Die Arbeit an dem Passagierschiff ist abgeschlossen. Der „Hamburg-Südamerikanischen DampfschiffahrtsGesellschaft" ist ein Schiff erhalten geblieben — und ohne Zweifel vielen Menschen das Leben. Das Passagierschiff kann die Heimreise antreten. Wenn auch nach Meinung Kapitän Romagnas eine
Suche nach der Luftschiffhülle und den sechs Männern zwecklos ist, so kann sich Professor Samoilowitsch doch nicht entschließen, mit der „Krassin" das Nordmeer zu verlassen. Auch von Amundsen, der bedeutendsten Forscherpersönlichkeit der Arktis, fehlt jede Spur. In der Absicht, anderen zu helfen, ist er selbst ins Unglück geraten. Kommissar Oras braucht in einer Versammlung die Besatzung der „Krassin" nicht zu überzeugen, daß es eine Ehrenpflicht sei, nach diesem Manne zu suchen. Wer soll es sonst tun, wenn nicht sie mit ihrem Schiff. Die „Krassin" dampft wieder nach Norden. Tage und Wochen bricht sie das Eis nördlich von Spitzbergen. Sturm, Schneetreiben und Kälte umgeben das Schiff. Die Augen der Männer sind entzündet von dem unentwegten Starren über die Eiswüste. Eiserner Wille und unbeugsame Moral halten die Besatzung aufrecht. Doch der freudige Ausruf einer der Ausschauhaltenden bleibt aus. Von Amundsen und seinen Fliegergefährten ist nichts zu finden. Die erste Woche des September ist vorüber. Der arktische Winter kündigt sich bereits an. Unter diesen Umständen ist es unmöglich, die Suche fortzusetzen. Fällt Professor Samoilowitsch der Entschluß auch schwer, es bleibt keine andere Wahl. Die Besatzung ist abgekämpft. Sie braucht dringend Ruhe. So ergeht an Kapitän Eggi die Anweisung: Kurs Leningrad !
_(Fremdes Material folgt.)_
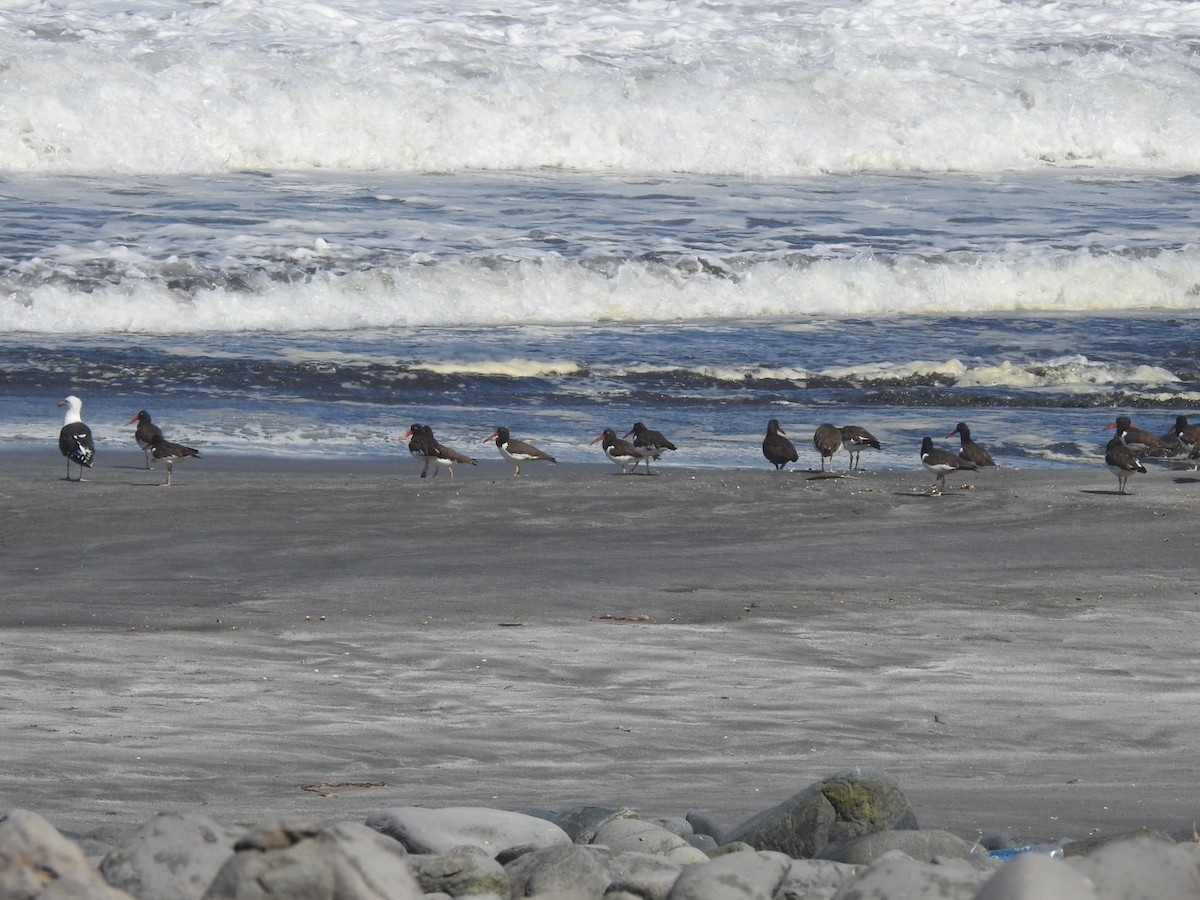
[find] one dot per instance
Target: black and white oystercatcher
(420, 445)
(827, 441)
(172, 453)
(971, 450)
(856, 439)
(1141, 441)
(942, 462)
(430, 450)
(619, 451)
(75, 437)
(516, 451)
(652, 443)
(444, 456)
(1185, 436)
(777, 448)
(145, 432)
(1120, 459)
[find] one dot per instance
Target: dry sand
(330, 637)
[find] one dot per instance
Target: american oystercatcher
(971, 450)
(75, 437)
(516, 451)
(619, 450)
(652, 443)
(172, 453)
(430, 450)
(1185, 436)
(856, 439)
(941, 463)
(1120, 459)
(145, 432)
(1141, 441)
(777, 448)
(827, 441)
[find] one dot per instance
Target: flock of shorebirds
(1122, 454)
(648, 445)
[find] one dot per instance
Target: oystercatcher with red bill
(652, 443)
(420, 447)
(516, 451)
(431, 451)
(1140, 441)
(172, 453)
(1185, 436)
(970, 449)
(856, 439)
(75, 437)
(619, 451)
(942, 462)
(777, 448)
(1121, 460)
(827, 441)
(144, 433)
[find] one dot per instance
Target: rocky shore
(292, 649)
(847, 837)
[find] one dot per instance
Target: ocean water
(298, 227)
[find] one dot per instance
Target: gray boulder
(917, 844)
(703, 823)
(570, 870)
(643, 875)
(640, 837)
(582, 822)
(37, 862)
(301, 859)
(1143, 869)
(460, 874)
(735, 876)
(898, 876)
(173, 855)
(1036, 876)
(847, 804)
(813, 879)
(503, 835)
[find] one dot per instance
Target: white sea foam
(745, 87)
(557, 291)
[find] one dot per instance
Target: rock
(898, 876)
(1036, 876)
(501, 834)
(173, 855)
(37, 862)
(298, 859)
(736, 876)
(643, 875)
(582, 822)
(811, 879)
(460, 874)
(702, 823)
(847, 804)
(676, 825)
(703, 843)
(1143, 869)
(735, 847)
(636, 835)
(1086, 846)
(916, 844)
(567, 869)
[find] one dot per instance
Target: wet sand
(331, 637)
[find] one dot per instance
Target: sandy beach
(331, 637)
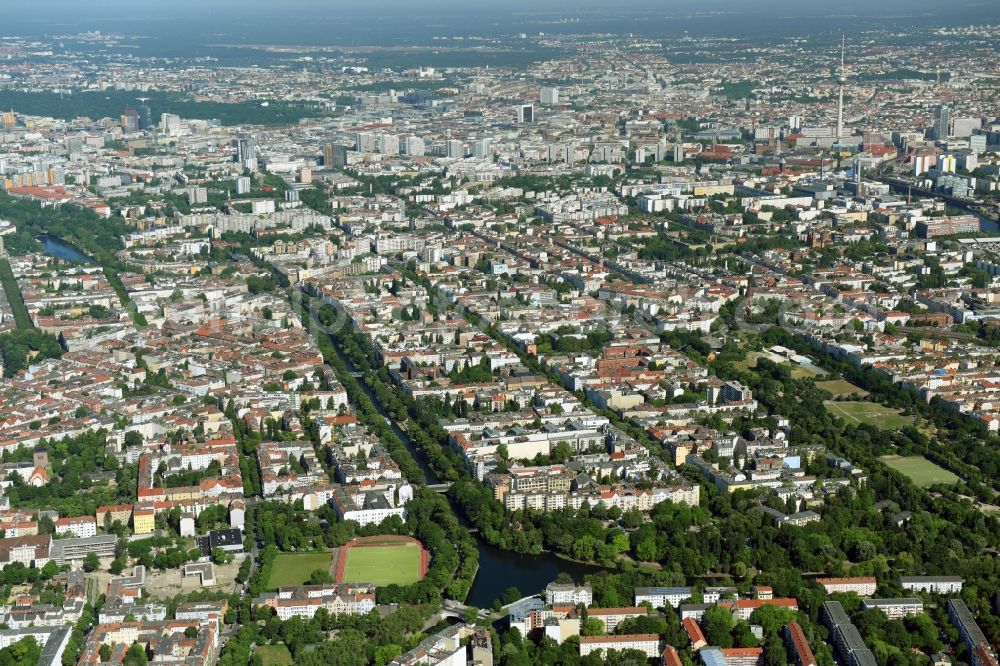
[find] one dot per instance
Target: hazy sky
(327, 21)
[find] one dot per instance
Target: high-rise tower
(841, 82)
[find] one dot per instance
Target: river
(498, 569)
(60, 249)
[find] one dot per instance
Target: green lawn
(383, 565)
(871, 413)
(920, 470)
(841, 387)
(295, 568)
(274, 655)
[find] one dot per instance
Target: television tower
(841, 82)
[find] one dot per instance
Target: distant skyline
(21, 16)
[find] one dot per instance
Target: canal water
(60, 249)
(498, 569)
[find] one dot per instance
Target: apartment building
(863, 586)
(612, 617)
(305, 600)
(648, 644)
(894, 609)
(796, 639)
(659, 597)
(981, 651)
(561, 594)
(932, 584)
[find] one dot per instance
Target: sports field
(383, 565)
(920, 470)
(841, 388)
(871, 413)
(295, 568)
(274, 655)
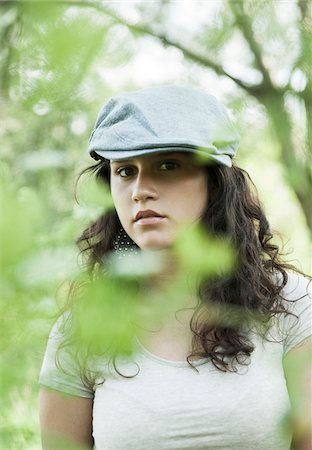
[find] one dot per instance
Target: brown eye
(169, 165)
(125, 171)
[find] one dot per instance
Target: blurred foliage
(54, 57)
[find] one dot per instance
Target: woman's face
(170, 185)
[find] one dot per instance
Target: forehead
(154, 156)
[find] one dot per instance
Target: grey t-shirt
(168, 405)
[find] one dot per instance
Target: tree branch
(252, 89)
(244, 25)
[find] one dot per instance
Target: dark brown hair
(234, 211)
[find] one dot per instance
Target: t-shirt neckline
(167, 362)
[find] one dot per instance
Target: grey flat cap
(164, 119)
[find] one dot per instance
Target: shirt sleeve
(60, 369)
(297, 327)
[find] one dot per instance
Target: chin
(149, 244)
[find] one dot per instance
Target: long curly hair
(233, 210)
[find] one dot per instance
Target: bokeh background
(60, 60)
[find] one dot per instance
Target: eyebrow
(157, 155)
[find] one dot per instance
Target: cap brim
(125, 155)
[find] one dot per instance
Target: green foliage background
(54, 57)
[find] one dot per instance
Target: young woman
(191, 382)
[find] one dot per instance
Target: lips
(147, 213)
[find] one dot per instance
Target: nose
(144, 188)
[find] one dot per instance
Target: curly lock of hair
(234, 211)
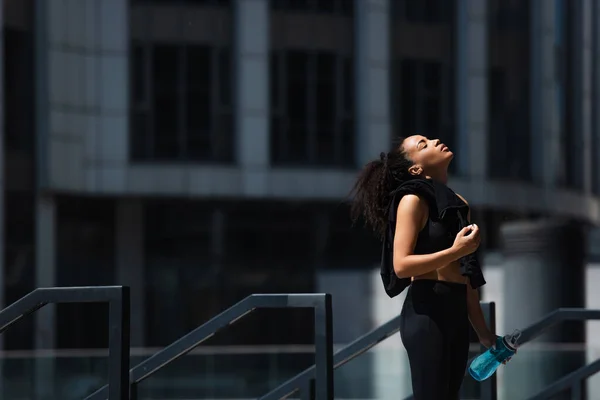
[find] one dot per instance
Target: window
(181, 90)
(181, 107)
(509, 143)
(312, 109)
(422, 11)
(340, 7)
(312, 83)
(423, 90)
(569, 99)
(595, 101)
(85, 255)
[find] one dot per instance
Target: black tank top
(447, 216)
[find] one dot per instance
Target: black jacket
(445, 207)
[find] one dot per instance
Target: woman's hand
(467, 241)
(488, 340)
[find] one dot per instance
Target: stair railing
(118, 323)
(576, 379)
(323, 370)
(304, 381)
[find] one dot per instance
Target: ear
(415, 170)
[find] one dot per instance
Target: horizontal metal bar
(228, 317)
(568, 381)
(341, 357)
(555, 317)
(292, 300)
(42, 296)
(80, 294)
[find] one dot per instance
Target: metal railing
(304, 382)
(118, 323)
(576, 379)
(322, 372)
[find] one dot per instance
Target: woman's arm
(411, 217)
(486, 336)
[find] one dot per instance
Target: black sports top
(447, 216)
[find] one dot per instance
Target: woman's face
(427, 154)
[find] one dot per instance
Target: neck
(441, 177)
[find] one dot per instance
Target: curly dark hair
(373, 187)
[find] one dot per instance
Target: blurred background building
(204, 150)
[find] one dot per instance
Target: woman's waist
(447, 292)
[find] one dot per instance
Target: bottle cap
(513, 339)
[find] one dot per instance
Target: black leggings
(434, 327)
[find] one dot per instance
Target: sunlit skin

Heimkehr Dicht gedrängt steht eine riesige Menschenmenge am Kai in Leningrad. Tausende mögen es sein. Der Wind peitscht das Wasser der Newa. Doch niemand verläßt
den Hafen, im Gegenteil, immer mehr Menschen strömen herbei. Sie alle wollen dabeisein, wenn die „Krassin" von ihrer heldenhaften Fahrt aus dem Nordmeer zurückkehrt. Ganz vorn, direkt an der Anlegestelle, stehen die Angehörigen der Besatzungsmitglieder. Die Frauen halten Blumen in den Händen. Ein Jubelschrei schwillt zum Orkan der Freude an. Auf der Reede kommt die „Krassin" in Sicht. Kriegsschiffe der Baltischen Rotbannerflotte grüßen die Heimkehrer mit Salutschüssen. Winken und Jubel von den Dächern der umliegenden Gebäude. Eine Vielzahl von kleinen Booten strebt der „Krassin" entgegen und geleitet sie zum Kai. Und nicht nur in Leningrad werden die Heimkehrer jubelnd empfangen. Alle Rundfunkstationen haben Reporter geschickt, und in direkten Sendungen erlebt das ganze Sowjetland die Rückkehr der mutigen Lebensretter mit. Was bedeutet es schon, daß die bürgerlichen Sensationsmacher die Leistungen der Männer der „Krassin" zu schmälern versuchen? Die Heimat hat sie verstanden und hat an sie geglaubt. Ihr Dank an diesem Oktobertag 1928 ist überwältigend. Die Männer auf der Brücke, den Aufbauten oder an der Reling winken zum Kai hinüber. Verstohlen wischt sich manch einer die Freudentränen aus dem Gesicht. Und bei aller Freude ist um sie so etwas wie schüchterne Verwunderung: Warum nur dieser Aufwand? Ein jeder von euch da drüben am Kai und im weiten Rund hätte doch genau das gleiche wie wir getan! Professor Samoilowitsch wendet sich mit seinem sparsamen Lächeln, wie er es immer tut, wenn er einen seiner sarkastischen Scherze ausspricht, an den Kapitän:
„Genosse Eggi, ich glaube, die nächste Stunde wird schlimmer als ein orkanartiger Nordoststurm." Die „Krassin" macht am Kai fest. Das Fallreep wird ausgebracht. Feierliche Stille herrscht. Der erste, der ruhigen, gemessenen Schrittes das Fallreep zum Schiff hinaufgeht, ist Nikolai Reinhold Schmidt, der Amateurfunker aus Wosnessenskoje im Gebiet von Wjatka.